Les politiques d'adaptation, qui peuvent pourtant s'appuyer sur des outils de prévention efficaces, souffrent également d'un « manque d'objectif stratégique, de moyens et de suivi », relève le rapport. Tout comme le développement des énergies renouvelables, notoirement insuffisant qui risque, en outre, de souffrir d'un réseau électrique mal adapté à l'augmentation des capacités de production et à leur nécessaire diversification.
Résilience, sobriété et accélération souhaitées
Le contexte géopolitique complique évidemment la situation pour les pouvoirs publics, comme en témoigne le projet de réouverture de la centrale à charbon de Saint-Avold (Moselle) pour prévenir le risque de pénurie en énergie, l'hiver prochain. Mais le HCC met en garde le gouvernement contre toute pérennisation des mesures d'urgence. « Elles pourraient avoir des conséquences structurelles sur la trajectoire d'émissions à long terme, et nuire à l'atteinte des objectifs climatiques sectoriels », souligne-t-il. La substitution du gaz russe par du gaz naturel liquéfié (GNL), par exemple, risque ainsi de flécher durablement les actifs vers de mauvaises cibles, en augmentant l'empreinte carbone de la France.

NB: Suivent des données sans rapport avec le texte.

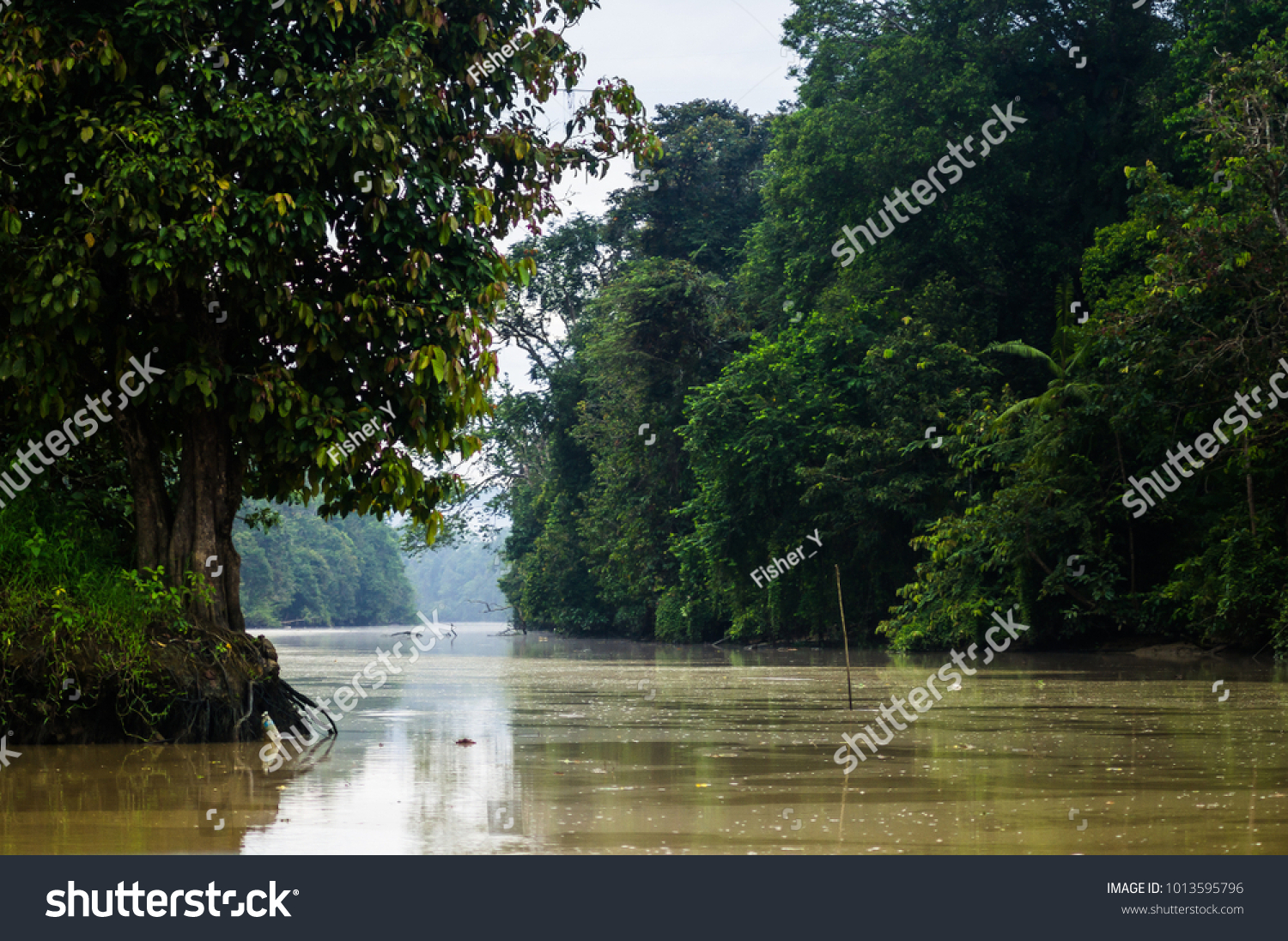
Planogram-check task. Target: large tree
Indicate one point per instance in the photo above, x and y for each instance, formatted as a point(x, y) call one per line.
point(288, 213)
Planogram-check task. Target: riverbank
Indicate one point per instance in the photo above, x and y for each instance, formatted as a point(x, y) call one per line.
point(93, 653)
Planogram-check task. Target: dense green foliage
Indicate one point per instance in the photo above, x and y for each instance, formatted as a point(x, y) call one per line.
point(322, 572)
point(459, 580)
point(1061, 325)
point(291, 216)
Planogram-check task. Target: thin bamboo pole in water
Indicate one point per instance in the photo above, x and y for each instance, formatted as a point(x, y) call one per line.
point(849, 689)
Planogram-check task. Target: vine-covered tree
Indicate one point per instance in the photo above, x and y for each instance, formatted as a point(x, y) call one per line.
point(286, 213)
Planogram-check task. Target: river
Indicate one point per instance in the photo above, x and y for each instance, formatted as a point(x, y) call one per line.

Au-delà des mesures immédiates de gestion de la crise, la réponse de la France doit donc privilégier les actions contribuant à la résilience aux chocs externes, via plus de sobriété notamment, et à la réduction accélérée des émissions de gaz à effet de serre, estime le HCC. Mais ce dernier appelle plus généralement les pouvoirs publics à un « sursaut de l'action climatique » et à une « accélération sans précédent » de la baisse des émissions dans tous les secteurs. La France devrait ainsi doubler son rythme annuel de réduction de ses émissions sur la période 2022 à 2030. Non seulement pour permettre au pays de réduire sa forte dépendance aux énergies fossiles et remplir ses engagements internationaux : loi Climat européenne, paquet « Fit-for-55 », notamment, et COP26. Mais aussi parce que les impacts des dérèglements climatiques s'aggravent fortement sur le territoire.
Une gouvernance à améliorer
La France, qui a déjà gagné 1,7 degré depuis le début du XXe siècle, voit se multiplier les épisodes de forte chaleur, de sécheresse et de pluies extrêmes. Des événements, encore aggravés par des éléments structurels tels que les îlots de chaleur, qui gagnent en intensité, avec des conséquences environnementales, matérielles et humaines importantes : recul du trait de côte, inondations, dégradation de l'état des infrastructures et des habitations, atteinte des systèmes agricoles, dépérissement de la forêt… Or, « des risques majeurs de ne pas atteindre les objectifs fixés (…) persistent », alerte le HCC.
Les rapporteurs saluent le recentrage de l'action climatique autour de la Première ministre et la nomination d'un secrétaire général à la Planification écologique, de même que la mise en place de plans d'action par plusieurs ministères et l'effort de sanctuarisation des financements publics. Ils insistent toutefois sur la nécessité d'élaborer une vision « partagée par tous », équitable et cohérente avec les stratégies européennes. Ils préconisent ensuite de décliner et de coordonner la planification à l'échelle des territoires, puis de la rendre plus opérationnelle, grâce notamment « à plus de moyens humains » et au développement des métiers et des compétences nécessaires. Une meilleure programmation des financements serait également souhaitable, pour apporter aux parties prenantes la visibilité indispensable à l'action.